В спальню он возвращался замерзшим, с исцарапанными, покрасневшими руками. Но ему было не холодно, он был счастлив, его работа стоила перенесенной стужи. Он согревался, дыша на руки, глаза слезились от боли. Но он улыбался, будь я проклят, улыбался. Я часами пытался представить себе, что бы это могло быть. Тайна Кейтена с каждым днем все сильнее распаляла любопытство в моей юной и неопытной душе, что же довело его до такого безрассудства? Потом, когда я вспоминал те дни, я осознал, что есть многое, что нельзя понять с наскока, что не увидеть легко и сразу, скрытая красота таится в предметах вокруг нас, ждет нас, а мы слепо топчем ее, уничтожаем и бездушно калечим то, что незаметно и неповторимо. Но понимание этого, как и всего большого и радостного в нашей жизни приходит к нам слишком поздно, в самом конце. Только тогда у нас открываются глаза, и мы говорим, о, как мы обмануты, мой друг. И нет предела нашему отчаянию, но уже слишком поздно. Будь я проклят, так случилось и на этот раз.

В конце концов, Кейтена поймали на месте преступления. Естественно, этого следовало ожидать, слишком заметным было его отсутствие, Господи, он так был захвачен своей работой, поленом, для него, казалось, ничего не было важнее этого куска дерева. Наверняка, кто-то увидел, как он прошмыгнул по двору, нашел его тайник, караулил его и днем и ночью. Но самым удивительным было другое, удивительно было содержание, сведения, приведенные в докладе Методии Гришкоского. Будь я проклят, в докладе. Он написал доклад о «злодеянии» Кейтена с невероятной точностью, до мелочей, по дням, по датам, с указанием погодных условий, в хорошем стиле, художественно, как какой-нибудь роман, как будто он работал над ним всю жизнь. Клянусь, все было занесено, с первого дня, когда мы разгружали дрова, наш разговор, пальтецо с разорванной подкладкой, под которым было спрятано полено, место, где Кейтен работал, где закапывал щепки, сами щепки как вещественные доказательства, ножик, которым он резал по дереву, все, все было в этом докладе, всевозможные глупости. Будь я проклят, щепки.
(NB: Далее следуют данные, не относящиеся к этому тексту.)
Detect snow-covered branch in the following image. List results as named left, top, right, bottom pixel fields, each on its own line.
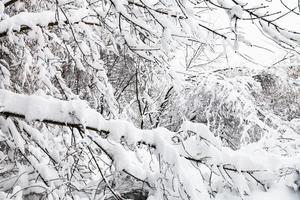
left=1, top=1, right=300, bottom=199
left=0, top=9, right=96, bottom=37
left=1, top=89, right=299, bottom=199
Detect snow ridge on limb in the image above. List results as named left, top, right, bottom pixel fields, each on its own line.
left=0, top=8, right=93, bottom=37
left=0, top=89, right=104, bottom=129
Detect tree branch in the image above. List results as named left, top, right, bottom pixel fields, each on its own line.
left=4, top=0, right=19, bottom=7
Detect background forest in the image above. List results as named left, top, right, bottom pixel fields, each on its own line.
left=0, top=0, right=300, bottom=199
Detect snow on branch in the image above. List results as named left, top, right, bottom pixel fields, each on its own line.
left=1, top=89, right=299, bottom=199
left=211, top=0, right=300, bottom=50
left=0, top=89, right=105, bottom=130
left=0, top=8, right=95, bottom=37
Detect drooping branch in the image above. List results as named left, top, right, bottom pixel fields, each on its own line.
left=206, top=0, right=300, bottom=48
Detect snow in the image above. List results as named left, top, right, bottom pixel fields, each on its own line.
left=6, top=119, right=26, bottom=153
left=2, top=89, right=296, bottom=176
left=0, top=89, right=105, bottom=127
left=0, top=8, right=91, bottom=35
left=217, top=0, right=233, bottom=8
left=0, top=2, right=4, bottom=16
left=111, top=0, right=157, bottom=36
left=215, top=184, right=300, bottom=200
left=1, top=1, right=300, bottom=199
left=180, top=121, right=222, bottom=148
left=0, top=73, right=299, bottom=199
left=230, top=5, right=244, bottom=19
left=28, top=154, right=59, bottom=183
left=88, top=132, right=150, bottom=180
left=0, top=11, right=56, bottom=33
left=11, top=185, right=22, bottom=200
left=246, top=184, right=300, bottom=200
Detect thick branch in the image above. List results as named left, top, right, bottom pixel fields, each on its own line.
left=0, top=110, right=105, bottom=133
left=4, top=0, right=19, bottom=7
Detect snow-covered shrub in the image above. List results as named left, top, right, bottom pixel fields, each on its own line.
left=254, top=71, right=300, bottom=121
left=157, top=68, right=299, bottom=150
left=160, top=72, right=262, bottom=149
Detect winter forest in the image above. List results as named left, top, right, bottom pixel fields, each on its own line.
left=0, top=0, right=300, bottom=199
— Прекрасно, великолепный доклад! — восхищался папочка, товарищ Оливера Срезоска только что не расплакалась и от всего сердца, в пламенных выражениях похвалила товарища Методию Гришкоского. — Это настоящий доклад, — сказала она, — такой доклад сделал бы честь многим старшим товарищам. — Сто таких докладов, и победа за нами, — в восторге продолжал папочка, в один голос с товарищем Оливерой Срезоской. — Это во многом успех всего нашего коллектива, — заключил папочка, а товарищ Оливера Срезоска дала знак аплодировать. Будь я проклят, аплодировать. Мы приветствовали нашего выдающегося товарища Методию Гришкоского. Обезьяна, проклятые обезьяны, хотелось мне крикнуть.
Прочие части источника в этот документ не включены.